The findings come from July’s monthly health check by ACEVO and the Centre for Mental Health, which monitors the financial health of 85 charities based in England and Wales.

Charities were asked whether financial conditions have improved, deteriorated or stayed the same in areas including donations, cashflow, staff, reserves and front line service delivery.

When asked if they will need to make staff redundancies within the next 12 months, a third (33%) said they would, while 36% said they were unsure and 31% ruled out job losses.



The survey also revealed that marginally more charities plan to cut the number of full time roles.

Elsewhere, a third of charities (33%) said new income and donations are worse this month, compared to 28% who said more money was coming in.

Protecting frontline service delivery is emerging as a priority for most charities, although a fifth are considering cuts in this area.

While 21% said they were cutting spending on frontline services, 26% said they were spending more, while around half (53%) said spending levels would remain the same.

Job losses

Amid the pandemic a raft of charities have announced staff cuts to meet income loss as a result of the Covid-19 lockdown.

This month Girlguiding said it was looking at making “valued staff redundant” to tackle a £4m deficit, while the British Heart Foundation is considering shedding 300 jobs.

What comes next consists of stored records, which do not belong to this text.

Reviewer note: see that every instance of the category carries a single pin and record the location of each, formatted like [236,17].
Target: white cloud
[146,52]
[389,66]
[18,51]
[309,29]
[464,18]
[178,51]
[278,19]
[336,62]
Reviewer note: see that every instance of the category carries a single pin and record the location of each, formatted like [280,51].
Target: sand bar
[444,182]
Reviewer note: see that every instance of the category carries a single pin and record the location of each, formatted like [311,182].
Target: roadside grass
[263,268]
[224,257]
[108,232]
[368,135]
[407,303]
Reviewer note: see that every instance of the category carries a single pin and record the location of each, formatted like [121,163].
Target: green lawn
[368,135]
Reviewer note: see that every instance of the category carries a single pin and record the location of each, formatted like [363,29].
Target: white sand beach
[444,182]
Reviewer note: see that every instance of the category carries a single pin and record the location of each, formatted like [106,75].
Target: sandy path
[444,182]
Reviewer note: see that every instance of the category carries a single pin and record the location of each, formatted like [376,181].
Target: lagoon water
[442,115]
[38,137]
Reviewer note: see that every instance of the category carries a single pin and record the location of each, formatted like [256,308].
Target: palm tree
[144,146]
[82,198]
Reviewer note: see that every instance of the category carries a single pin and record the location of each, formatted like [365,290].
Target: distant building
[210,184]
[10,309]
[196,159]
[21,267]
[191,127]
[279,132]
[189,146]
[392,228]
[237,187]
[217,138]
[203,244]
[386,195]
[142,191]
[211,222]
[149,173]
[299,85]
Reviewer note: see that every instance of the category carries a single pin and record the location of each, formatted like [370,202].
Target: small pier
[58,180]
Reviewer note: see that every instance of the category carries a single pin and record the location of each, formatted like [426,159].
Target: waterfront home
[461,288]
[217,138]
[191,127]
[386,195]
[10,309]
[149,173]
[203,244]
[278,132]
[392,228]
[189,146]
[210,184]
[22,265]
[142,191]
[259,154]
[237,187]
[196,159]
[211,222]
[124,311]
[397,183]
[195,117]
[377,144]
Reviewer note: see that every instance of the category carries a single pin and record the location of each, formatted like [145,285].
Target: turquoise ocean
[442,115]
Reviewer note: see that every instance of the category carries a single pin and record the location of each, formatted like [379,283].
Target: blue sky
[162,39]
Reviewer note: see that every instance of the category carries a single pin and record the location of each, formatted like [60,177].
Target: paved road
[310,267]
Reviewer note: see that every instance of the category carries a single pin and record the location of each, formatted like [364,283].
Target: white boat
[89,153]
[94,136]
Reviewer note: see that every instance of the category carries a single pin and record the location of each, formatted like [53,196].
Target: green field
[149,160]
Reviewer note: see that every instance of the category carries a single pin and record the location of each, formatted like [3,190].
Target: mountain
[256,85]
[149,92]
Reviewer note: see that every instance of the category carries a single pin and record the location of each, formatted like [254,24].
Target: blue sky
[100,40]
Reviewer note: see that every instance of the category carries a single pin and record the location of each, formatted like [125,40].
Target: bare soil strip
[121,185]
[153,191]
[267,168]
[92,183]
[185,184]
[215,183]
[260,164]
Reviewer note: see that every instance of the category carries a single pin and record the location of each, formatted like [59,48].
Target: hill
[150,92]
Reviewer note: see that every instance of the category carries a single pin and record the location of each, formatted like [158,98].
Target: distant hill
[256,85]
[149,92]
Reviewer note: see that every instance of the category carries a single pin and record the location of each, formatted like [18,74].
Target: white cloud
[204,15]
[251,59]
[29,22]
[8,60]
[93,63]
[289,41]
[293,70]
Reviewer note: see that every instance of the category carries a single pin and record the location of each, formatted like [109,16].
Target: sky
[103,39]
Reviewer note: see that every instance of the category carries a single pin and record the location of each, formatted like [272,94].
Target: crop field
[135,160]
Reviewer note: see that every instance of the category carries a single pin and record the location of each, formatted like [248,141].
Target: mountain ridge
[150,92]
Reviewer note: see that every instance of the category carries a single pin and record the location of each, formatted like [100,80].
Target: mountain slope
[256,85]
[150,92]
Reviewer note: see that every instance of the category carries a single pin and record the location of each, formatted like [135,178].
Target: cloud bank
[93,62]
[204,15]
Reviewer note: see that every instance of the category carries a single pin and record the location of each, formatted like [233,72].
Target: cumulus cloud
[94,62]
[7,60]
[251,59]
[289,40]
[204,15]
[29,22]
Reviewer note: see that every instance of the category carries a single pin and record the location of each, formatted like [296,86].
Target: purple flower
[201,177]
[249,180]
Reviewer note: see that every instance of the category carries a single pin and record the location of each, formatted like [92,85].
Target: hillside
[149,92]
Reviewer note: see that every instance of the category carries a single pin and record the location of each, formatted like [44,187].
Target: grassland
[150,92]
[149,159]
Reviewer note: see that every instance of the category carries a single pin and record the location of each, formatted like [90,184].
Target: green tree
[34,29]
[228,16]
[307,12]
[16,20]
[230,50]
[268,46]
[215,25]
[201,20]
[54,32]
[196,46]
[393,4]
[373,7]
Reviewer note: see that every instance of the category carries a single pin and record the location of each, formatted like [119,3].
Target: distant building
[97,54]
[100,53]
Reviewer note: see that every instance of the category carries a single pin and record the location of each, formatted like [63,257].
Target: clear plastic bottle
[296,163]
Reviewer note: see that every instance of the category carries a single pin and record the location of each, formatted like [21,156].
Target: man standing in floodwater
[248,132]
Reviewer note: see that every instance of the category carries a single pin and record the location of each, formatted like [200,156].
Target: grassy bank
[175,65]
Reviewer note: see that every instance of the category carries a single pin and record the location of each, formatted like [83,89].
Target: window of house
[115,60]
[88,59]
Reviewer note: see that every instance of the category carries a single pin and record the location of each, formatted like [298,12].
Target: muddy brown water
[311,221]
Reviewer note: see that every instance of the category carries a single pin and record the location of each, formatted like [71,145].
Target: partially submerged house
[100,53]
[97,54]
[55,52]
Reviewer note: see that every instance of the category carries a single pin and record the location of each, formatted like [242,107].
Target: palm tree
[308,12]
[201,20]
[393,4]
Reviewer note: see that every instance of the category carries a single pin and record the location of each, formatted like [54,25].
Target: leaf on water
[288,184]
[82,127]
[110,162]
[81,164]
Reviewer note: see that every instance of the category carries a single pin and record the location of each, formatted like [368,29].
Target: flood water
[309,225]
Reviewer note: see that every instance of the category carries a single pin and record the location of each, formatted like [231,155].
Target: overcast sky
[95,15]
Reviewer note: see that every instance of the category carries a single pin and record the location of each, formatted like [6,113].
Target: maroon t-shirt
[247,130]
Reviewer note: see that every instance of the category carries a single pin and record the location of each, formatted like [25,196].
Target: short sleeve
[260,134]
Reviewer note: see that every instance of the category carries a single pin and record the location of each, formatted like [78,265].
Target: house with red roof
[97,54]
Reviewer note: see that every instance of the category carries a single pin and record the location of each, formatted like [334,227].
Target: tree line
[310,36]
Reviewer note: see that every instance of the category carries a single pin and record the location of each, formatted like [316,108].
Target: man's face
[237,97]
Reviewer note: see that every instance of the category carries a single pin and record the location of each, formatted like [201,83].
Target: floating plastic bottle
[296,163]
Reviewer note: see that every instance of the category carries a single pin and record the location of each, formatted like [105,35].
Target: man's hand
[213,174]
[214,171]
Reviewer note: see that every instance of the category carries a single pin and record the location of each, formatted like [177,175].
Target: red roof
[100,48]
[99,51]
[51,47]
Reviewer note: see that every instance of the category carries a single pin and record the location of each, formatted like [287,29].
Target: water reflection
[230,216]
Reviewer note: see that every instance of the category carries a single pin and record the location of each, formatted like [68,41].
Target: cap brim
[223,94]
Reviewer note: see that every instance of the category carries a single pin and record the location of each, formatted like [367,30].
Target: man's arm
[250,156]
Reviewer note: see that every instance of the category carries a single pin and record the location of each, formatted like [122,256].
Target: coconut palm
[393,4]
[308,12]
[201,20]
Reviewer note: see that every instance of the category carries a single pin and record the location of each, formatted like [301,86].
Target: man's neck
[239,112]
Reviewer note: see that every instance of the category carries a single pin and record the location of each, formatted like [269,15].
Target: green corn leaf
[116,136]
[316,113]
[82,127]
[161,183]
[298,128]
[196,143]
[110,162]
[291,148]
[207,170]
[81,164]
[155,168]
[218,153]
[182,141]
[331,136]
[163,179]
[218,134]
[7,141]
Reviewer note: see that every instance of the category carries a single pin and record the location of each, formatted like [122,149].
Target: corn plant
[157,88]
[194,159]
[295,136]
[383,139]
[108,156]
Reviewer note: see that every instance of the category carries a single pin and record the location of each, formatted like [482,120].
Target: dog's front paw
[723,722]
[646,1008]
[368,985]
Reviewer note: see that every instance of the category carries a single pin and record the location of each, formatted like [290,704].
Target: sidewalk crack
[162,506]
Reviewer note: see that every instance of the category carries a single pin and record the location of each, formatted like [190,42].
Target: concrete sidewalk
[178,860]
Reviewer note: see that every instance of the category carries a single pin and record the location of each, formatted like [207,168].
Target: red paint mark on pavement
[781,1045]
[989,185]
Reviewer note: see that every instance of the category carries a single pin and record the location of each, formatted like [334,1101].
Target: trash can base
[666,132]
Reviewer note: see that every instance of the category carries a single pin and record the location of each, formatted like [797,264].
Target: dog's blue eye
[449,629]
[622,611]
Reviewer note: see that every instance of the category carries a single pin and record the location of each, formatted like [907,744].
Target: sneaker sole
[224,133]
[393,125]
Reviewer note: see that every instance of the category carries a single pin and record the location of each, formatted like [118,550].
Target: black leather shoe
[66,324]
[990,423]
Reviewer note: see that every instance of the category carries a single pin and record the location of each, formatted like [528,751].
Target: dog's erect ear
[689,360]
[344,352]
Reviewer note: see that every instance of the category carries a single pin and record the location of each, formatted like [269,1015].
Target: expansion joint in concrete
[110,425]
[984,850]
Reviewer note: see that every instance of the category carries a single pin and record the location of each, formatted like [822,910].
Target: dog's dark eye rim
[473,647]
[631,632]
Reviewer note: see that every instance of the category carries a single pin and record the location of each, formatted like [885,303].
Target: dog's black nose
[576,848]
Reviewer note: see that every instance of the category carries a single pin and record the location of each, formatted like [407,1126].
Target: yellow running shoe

Meanwhile, 1,200 jobs are at risk at the National Trust and Comic Relief is planning to cut one in four jobs.

“It appears that the huge number of redundancy announcements we have seen over the last few weeks are just the tip of the iceberg,” Kristiana Wrixon, head of policy at ACEVO said.

“It is clear a lot more support is required to protect jobs so that charities can be there for all of us as we feel the impact of what is predicted to be the biggest global economic crisis for almost 100 years.”

This is the fourth in ACEVO and the Centre for Mental Health’s monthly surveys. Last month the survey revealed that charity finances are stagnating following falls in the first months of the coronavirus lockdown.